The amount of competition has also led to stringent efforts to control costs , thereby trying to maximise profitability and competitive pricing. It has also led to changes in structure, for example the retail/corporate split, the geographic or relationship/transaction split.
Examples of legal influences on organisations include acts which regulate their activities, e. g. the Employment Acts, which dictate conditions of work for employees, the Financial Services Act, the Companies Act, and the Banking Act. Financial services organisations are also affected by consumer legislation and rating agencies, who ascribe an index to a bank which reflects its business portfolio. This can have a dramatic effect on business consumer groups and how they regard the organisation.
Sudan’s law also has these restrictions but unfortunately due to lack of an active government, many of them are not followed to the letter.
THE ORGANISATION AND ITS INTERNAL ENVIRONMENT.
It is possible to use the LEPEST & Co model ( legal, ethical, political, economic, social, technological and competitive influences) to examine the reaction of the organisation to its internal environment. In the same way as management must take advantage of the beneficial factors and counteract the harmful ones from the external environment, so management must also actively influence and direct the effect of internal facors.
The internal written systems (head office instructions) are a type of legislation that employees have to follow. There are also unwritten rules of behaviour, conduct and procedure. For instance, how employees should dress.
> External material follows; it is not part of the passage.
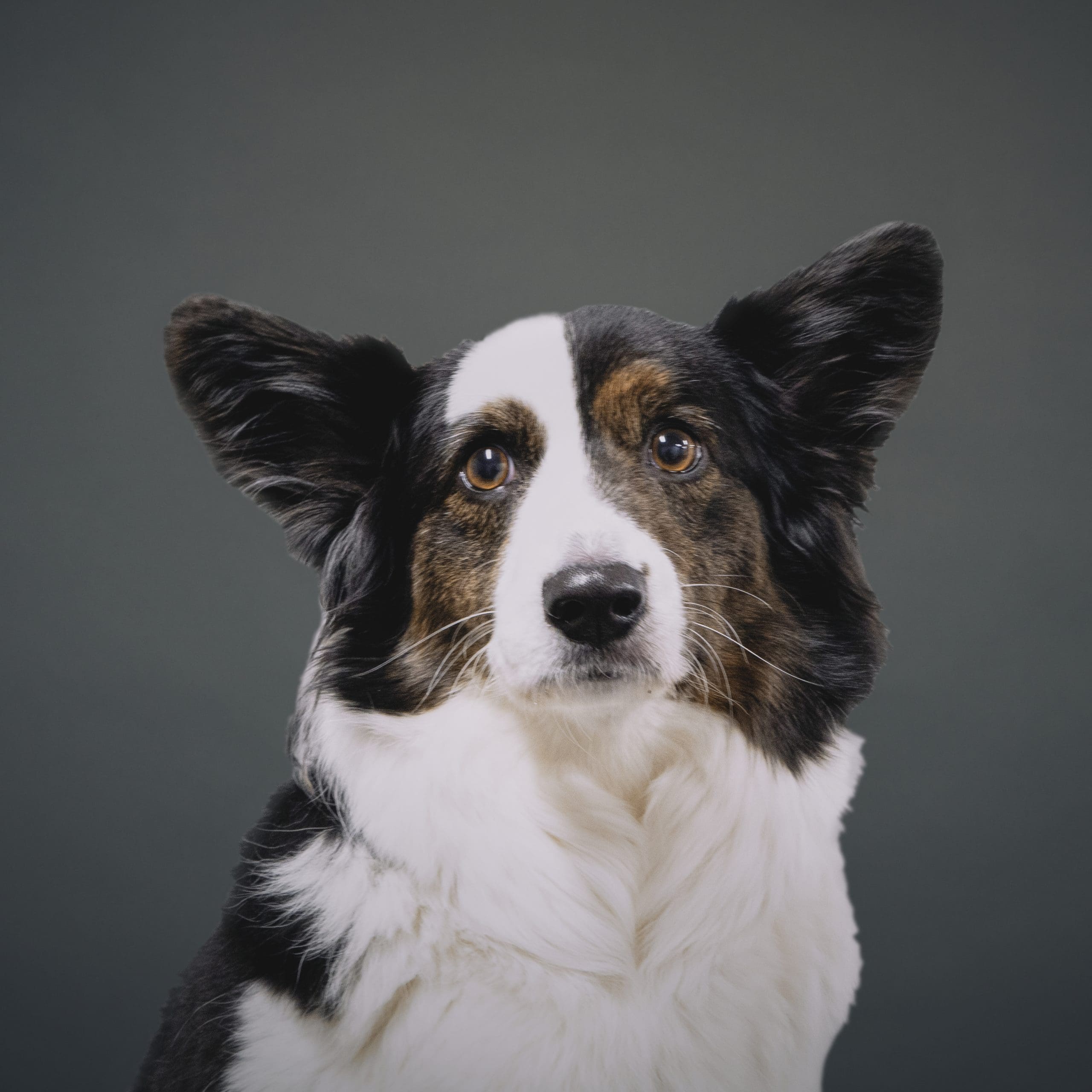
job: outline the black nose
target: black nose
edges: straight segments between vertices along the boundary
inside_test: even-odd
[[[543,584],[546,618],[570,641],[603,648],[644,614],[646,582],[628,565],[571,565]]]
It is these types of rules that create the atmosphere of the organisation.
These incude employers’ dealings with employees and code of conduct and internal employee policies.
The internal political influences on organisations include such issues as the power, status and position of departments and individuals.
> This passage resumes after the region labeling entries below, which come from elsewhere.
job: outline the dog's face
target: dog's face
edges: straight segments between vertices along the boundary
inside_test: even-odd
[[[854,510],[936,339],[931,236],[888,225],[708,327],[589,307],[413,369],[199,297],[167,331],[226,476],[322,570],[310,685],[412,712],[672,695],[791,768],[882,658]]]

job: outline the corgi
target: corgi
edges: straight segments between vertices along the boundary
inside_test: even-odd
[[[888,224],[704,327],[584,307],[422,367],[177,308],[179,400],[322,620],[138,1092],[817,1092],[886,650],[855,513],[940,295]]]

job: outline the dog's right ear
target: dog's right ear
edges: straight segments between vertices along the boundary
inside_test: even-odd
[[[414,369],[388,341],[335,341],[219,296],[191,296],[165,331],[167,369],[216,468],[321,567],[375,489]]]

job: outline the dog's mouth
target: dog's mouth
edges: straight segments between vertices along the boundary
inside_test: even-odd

You need to be aware of the politics of the organisation to get things done. Approach those people with power to act. A complaint by a customer addressed to the right person will get a much quicker response than one sent to the wrong individual, who then has to redirect it.
These factors include how resources are allocated and which department or sections receive priority. They also include internal economic affairs like appraisal systems and performance-related pay. Other economic aspecs are the costs of expansion, the savings associated with contraction, or the economies of restructuring the organisation.
These include the attitudes of employees and how they are changing.That is, whether lifelong loyalty to one employer is still perceived as the expectation. There is now more mid-career asssessment and changing employment trends with mid-recruitment.
The internal factors include such things as the new technological processes, the management of change they involve and the increasing use of technology as a substitution for human resources.
The internal competitive influences include competition for resources between people and departmens to get things done and competition between individuals in establishing career paths.
CONCLUSION AND RECOMMENDATION.
Business in Sudan is not very attractive. The economy is not well developed. The infrastructure is also under developed. Acompany wishing to invet there spends a lot of finances trying to improve the infrastructure. For a young company which is not yet stable it would be very challenging to invest in Sudan. The political unrest also posses a major risk to any business.
Even as Sudan is a politically and economically challenged country, a part of it is more developed. This is the Southern Sudan.
Equity Bank has a wide capital base and its parent company in Kenya is doing very well. There would be no harm in it investing more in Southern Sudan. This will help the country to develop and also assist the citizens to develop a culture of saving and thereby being able to invest thus boosting the economic development of the country.
Business in a foreifgn country can be very challenging especially when there are strict rules and restrictions placed on foreign companies by the country’s government. A company has to do thorough research to find out the kind of laws observed in that foreign country before entering its market.